Religious intolerance, the resurgence of fundamentalism, hate crimes, repressive laws, and mass shootings are pervasive in today’s world. Selina O’Grady asks how and why our societies came to be as tolerant or intolerant as they are; whether tolerance can be expected to heal today’s festering wound between different religions or whether something deeper than tolerance is needed.

Selina O’Grady takes the reader through the intertwined histories of the Muslim, Christian, and Jewish faiths.

In the Name of God is an original and thought-provoking history of monotheistic religions and their ever-shifting relationship with each other.

Selina O’Grady was a documentary film producer at BBC Television for many years. She is the author of And Man Created God and has written for the Guardian, and the Literary Review in Britain. She lives in London.

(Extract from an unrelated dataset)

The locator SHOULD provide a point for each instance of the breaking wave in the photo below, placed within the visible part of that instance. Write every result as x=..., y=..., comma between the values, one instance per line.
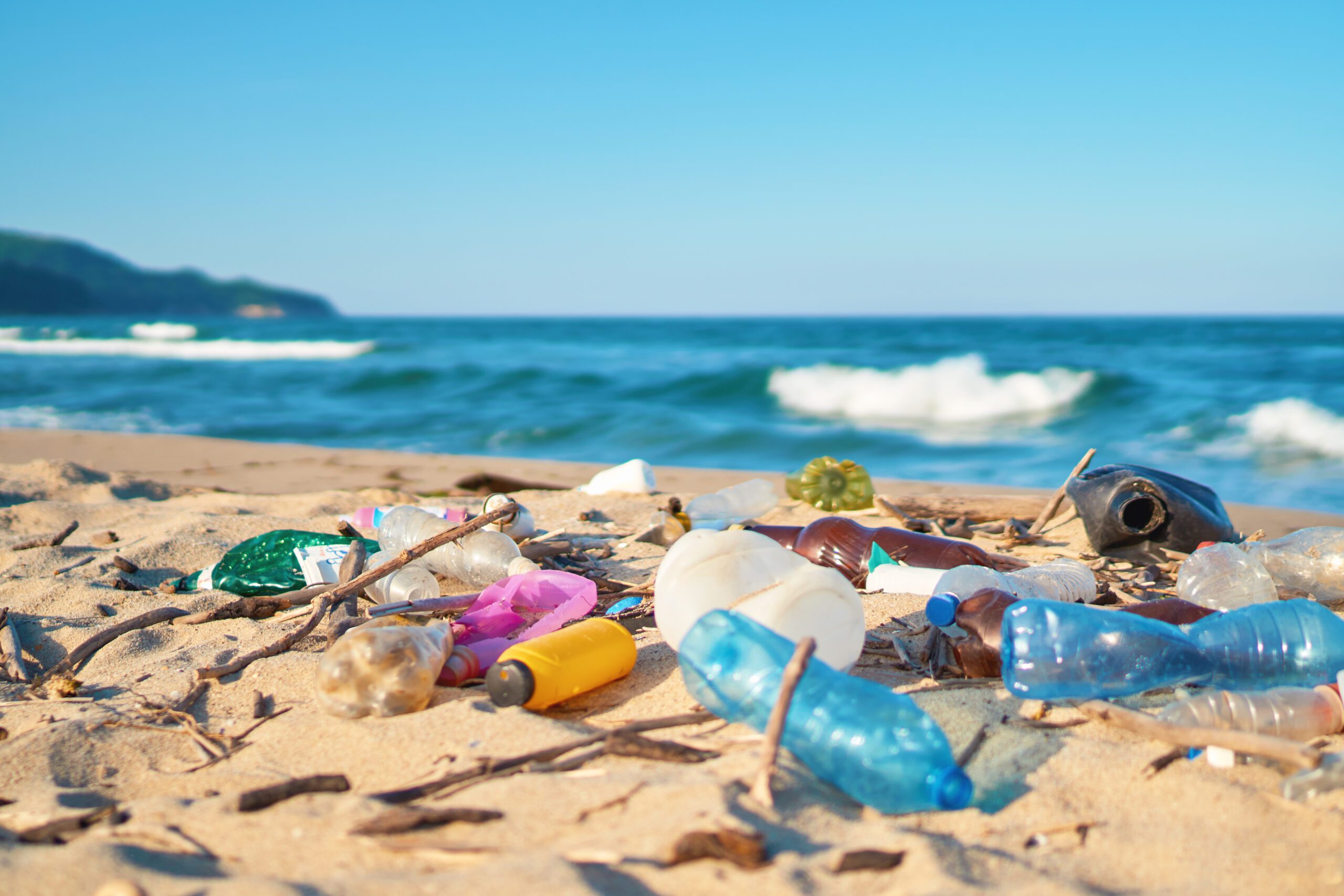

I was brought up in London by very religious parents. My father was a strict Irish Catholic; we had an altar in our house and prayed every night before the statue of the Virgin Mary. My mother was Jewish, but as a young woman had joined what would probably now be considered a cult, living in a kind of commune in New Jersey under the spiritual guidance of the Russian esotericist Ouspensky. Although she converted to Catholicism when she married my father, she remained wedded to Ouspensky’s teachings. I lost my belief in God when I was a child but have always remained sympathetic to, and fascinated by, religious belief and the longing for the transcendent.

I have co-edited two books, Great Spirits: The Fifty-Two Christians Who Most Influenced Their Millennium (a series of essays on men and women ranging from Bach to Martin Luther King), and A Deep but Dazzling Darkness, an anthology from Anglo-Saxon to modern times of the experience of belief and disbelief. I also worked in television and radio, including as a producer for BBC 1’s moral documentary series Heart of the Matter, presented by Joan Bakewell, and a producer on Radio 4’s history series Leviathan.

My spur to beginning writing was reviewing works of history for the Tablet, the San Francisco Chronicle (I lived in that fabulous city for three years), and the LIterary Review. From writing those reviews, I learned what I think makes a good and enjoyable history book: it is the combination of the big causal picture – why something happens – fleshed out with the bits of gossipy, visceral detail that the reader will always enjoy and remember when all the dates have flown out of the window.